This repository contains two Bayesian kinetic-pharmacodynamic (KPD) models, implemented in Stan with Torsten extensions, for describing absolute neutrophil count (ANC) dynamics following docetaxel chemotherapy:
- KPD model without G-CSF — a Friberg-style transit-compartment model with virtual kinetics for docetaxel-driven myelosuppression.
- KPD model with G-CSF — extends the above to incorporate granulocyte colony-stimulating factor (G-CSF) stimulation of neutrophil proliferation and maturation.
These models are associated with a poster presented at PAGE 34 (2026).
models/
├── modKPD.stan # KPD model without G-CSF
└── modKPDGCSF.stan # KPD model with G-CSF stimulation
LICENSE # Apache License 2.0
gcsf-neutropenia-kpd-model.Rproj # RStudio project file
README.md
The repository currently contains the core Stan model definitions. Data preparation, fitting scripts, posterior updating pipelines, and downstream machine learning components described in the associated abstract are not included at present.

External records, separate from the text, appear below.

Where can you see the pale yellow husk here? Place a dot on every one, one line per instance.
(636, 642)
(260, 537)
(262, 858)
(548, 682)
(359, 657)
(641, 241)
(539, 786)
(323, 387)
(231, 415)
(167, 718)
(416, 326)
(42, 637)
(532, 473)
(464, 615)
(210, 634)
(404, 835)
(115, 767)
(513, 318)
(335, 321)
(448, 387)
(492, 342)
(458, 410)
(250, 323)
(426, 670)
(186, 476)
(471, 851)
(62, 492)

Neutropenia is a common dose-limiting toxicity of cytotoxic chemotherapy. These models describe individual ANC trajectories following docetaxel treatment using a Friberg-style semi-mechanistic framework with:
- A proliferative cell compartment with feedback regulation
- Three transit compartments representing neutrophil maturation
- A circulating neutrophil compartment
- A virtual kinetic-pharmacodynamic (KPD) component representing docetaxel-driven proliferation inhibition
The G-CSF-augmented model (modKPDGCSF.stan) additionally includes:
- G-CSF subcutaneous absorption and elimination kinetics
- Stimulatory effects on both proliferation rate and maturation (transit) rate via saturable (Emax) functions
Both models are fitted using Hamiltonian Monte Carlo (NUTS) via Torsten Stan, with literature-informed lognormal population priors and inter-individual variability on key parameters. Generated quantities include pointwise log-likelihood for model comparison (LOO-CV / WAIC).
In the broader study, the G-CSF model demonstrated substantially better out-of-sample fit (ELPD LOO −4808 vs −5629), and model-informed ANC features improved early prediction of docetaxel-induced neutropenia when combined with machine learning methods.
KPD-ML prediction of docetaxel-induced neutropenia in large RWE datasets
- Conference: PAGE 34 (2026) Abstr 12119
- Category: Poster — Clinical Applications
- Authors: Carlos Serra Traynor, Marija Kekic, David Boulton, Diansong Zhou
- Affiliations: Clinical Pharmacology & Quantitative Pharmacology and Predictive AI & Data, Clinical Pharmacology & Safety Sciences, R&D BioPharmaceuticals, AstraZeneca
- Abstract: https://www.page-meeting.org/Abstracts/kpd-ml-prediction-of-docetaxel-induced-neutropenia-in-large-rwe-datasets/
If you use or reference these models, please cite the associated abstract:
Serra Traynor C, Kekic M, Boulton D, Zhou D. KPD-ML prediction of docetaxel-induced neutropenia in large RWE datasets. PAGE 34 (2026) Abstr 12119. https://www.page-meeting.org/Abstracts/kpd-ml-prediction-of-docetaxel-induced-neutropenia-in-large-rwe-datasets/
A formal software DOI is not currently available for this repository.
- Stan (≥ 2.26 recommended)
- Torsten — required for the
pmx_solve_group_rk45ODE solver used in both models - An interface to Stan such as CmdStan, CmdStanR, or CmdStanPy
- The models use Torsten-specific ODE solver functions (
pmx_solve_group_rk45) and require a Torsten-enabled Stan installation for compilation. - Input data must be formatted according to the data blocks defined in each Stan file (NONMEM-style event records with
time,amt,evid,cmt,rate,ii,addl). - Population priors are supplied as data inputs, allowing flexible prior specification without recompilation.
- No runnable scripts or example data are currently included in this repository. Compilation and execution depend on the user's Stan/Torsten environment and appropriately formatted input data.
Patient-level data used in the associated study are from the Flatiron Health database and are not included in this repository due to data use agreements and patient privacy considerations.
This repository currently contains the core Stan model definitions only. The following components described in the associated abstract are not included at present:
- Data extraction and preprocessing pipelines
- Model fitting and diagnostic scripts
- Prior-posterior updating workflow for validation
- Stochastic gates (STG) covariate screening
- XGBoost prediction pipeline
- Simulation and visual predictive check code
The models are provided for transparency and reproducibility of the KPD model structure. Users interested in the full analytical workflow should refer to the abstract and contact the authors.
This project is licensed under the Apache License 2.0 — see the LICENSE file for details.